Но именно здесь я потерял донца-ординарца — его зарезал остервенелый абориген. В жаркий и душный день похорон я сделал то, чего избегал, — напился самым постыдным образом. Отлично я знал, что такое средство справиться с подступившей слабостью мне никогда не помогало. Не говоря уже о том, что Однорукий-Великолепный должен всегда служить образцом. Но ничего не мог с собой сделать, не мог заглушить ни боли, ни злобы.
Думал об этом несчастном малом, к которому успел привязаться, думал об этой безмозглой доле, смолоду меченной знаком беды. Какая губительная звезда стояла над заброшенным куренем, в котором он однажды родился? Чем провинился перед людьми, перед своим казацким богом юный станичник, бедный дубок, которого русское братоубийство вырвало с корнями из почвы и понесло, понесло по свету, пока не зарыло в алжирской земле?
Смерть издавна составляла существенную, важнейшую часть моего ремесла. Я приучился о ней не помнить. Знал, что душа от подобных мыслей сразу становится беззащитной. Единственное их назначение — внушить, что Начало еще бессмысленней, еще бесплоднее, чем Конец. Что каждый новый прожитый день делает попросту уморительными наши геракловы усилия. Цена их оказывается ничтожной. Здание, некогда нами задуманное, складывавшееся из каждодневной работы и наконец-таки возведенное, всего через несколько лет оказывается грудой уродливых камней. Их сносят и на вздохнувшей земле, избавленной от опостылевшей башни, возносят новейший воздушный замок. Впрочем, по прошествии времени он давит и плющит усталую почву ничуть не меньше своей предшественницы.

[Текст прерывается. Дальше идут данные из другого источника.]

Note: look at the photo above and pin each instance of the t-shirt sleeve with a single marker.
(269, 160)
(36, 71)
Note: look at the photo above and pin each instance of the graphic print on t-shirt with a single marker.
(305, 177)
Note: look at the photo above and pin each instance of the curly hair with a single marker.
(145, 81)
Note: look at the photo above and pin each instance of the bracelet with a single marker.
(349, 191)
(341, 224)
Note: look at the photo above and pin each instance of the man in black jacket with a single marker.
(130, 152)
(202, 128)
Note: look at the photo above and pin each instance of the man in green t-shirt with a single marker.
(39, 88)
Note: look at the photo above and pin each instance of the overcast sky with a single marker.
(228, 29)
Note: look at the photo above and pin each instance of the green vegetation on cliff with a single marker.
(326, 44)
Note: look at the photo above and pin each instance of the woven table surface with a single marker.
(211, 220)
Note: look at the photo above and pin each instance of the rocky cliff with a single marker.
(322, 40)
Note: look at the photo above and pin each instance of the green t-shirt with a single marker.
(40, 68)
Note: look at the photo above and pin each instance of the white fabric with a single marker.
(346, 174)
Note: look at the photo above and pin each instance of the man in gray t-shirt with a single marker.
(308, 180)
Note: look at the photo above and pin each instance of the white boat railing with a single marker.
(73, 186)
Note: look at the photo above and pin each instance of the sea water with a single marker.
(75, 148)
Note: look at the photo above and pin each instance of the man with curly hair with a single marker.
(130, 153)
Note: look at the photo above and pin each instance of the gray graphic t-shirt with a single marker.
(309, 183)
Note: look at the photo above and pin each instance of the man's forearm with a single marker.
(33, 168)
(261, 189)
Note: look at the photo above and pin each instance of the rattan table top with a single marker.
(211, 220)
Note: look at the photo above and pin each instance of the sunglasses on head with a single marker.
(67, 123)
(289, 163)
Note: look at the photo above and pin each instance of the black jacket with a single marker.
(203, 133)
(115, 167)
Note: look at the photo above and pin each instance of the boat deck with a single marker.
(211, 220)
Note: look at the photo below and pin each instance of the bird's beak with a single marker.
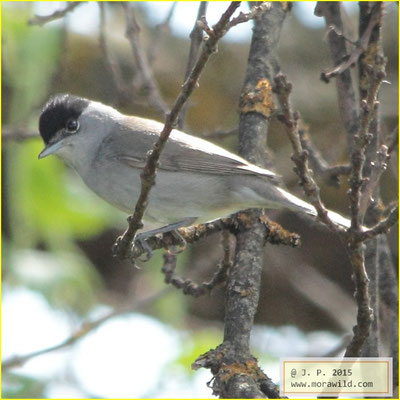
(50, 149)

Я навсегда запомнил тот день. Хотя, казалось, тридцатые годы вполне могли его затоптать.
Они и пытались это сделать своими потными сапогами. (Это мне вспомнился Томас Манн. «Знаете, чем пахнет фашизм? Потными сапогами в высшей степени».) Но если спустя десятилетия я вспоминал нелепую гибель русского казака в Алжире, то в этом была своя неизбежность. Не только неподвластное чувство — ко мне то и дело поворачивалась своим искаженным ликом эпоха. История шла в одном направлении. И чем мы громче славили разум, тем больше потворствовали инстинктам.
В прогнивших подворотнях Европы, и прежде всего во взорванном орднунге озлобленной разбитой Германии, отпущенной глупыми победителями вариться в сатанинском котле ее национальной обиды, рождались фанатики и негодяи. И вскоре все эти канатоходцы, паяцы и ярмарочные плясуны как по команде вышли на площадь. И некий фокусник взмахом палочки почти мгновенно преобразил век джаза в век трехгрошовой оперы. Но какова цена этой музыки — никто не сумел тогда угадать.
В самой средине десятилетия окончил свой век генерал Дрейфус. «Мои страдания были напрасны», — проговорил он в предсмертный миг. О чем он думал в эту минуту? О том ли, как сорок лет назад в единый миг обрушилась жизнь? Об этом празднике антисемитов, когда решительно все коллеги, соратники, друзья по оружию его отринули и отторгли, объединясь в непонятной привязанности к изменнику, каину и прохвосту? О трибунале, о приговоре, о десяти годах, проведенных на Чертовом Острове? О Золя? О запоздалом своем оправдании, которое не принесло уже радости? Пожалуй, не только ему, но и Франции.
Я знал, что на вновь обретенной родине всегда хватало своих юдофобов, их столько же, как в любой стране, а все же я был обескуражен, увидев, сколь много здесь почитателей у нового любимца Германии. Достаточно было ему поклясться, что он изведет проклятое семя, — и вот за ним идут миллионы.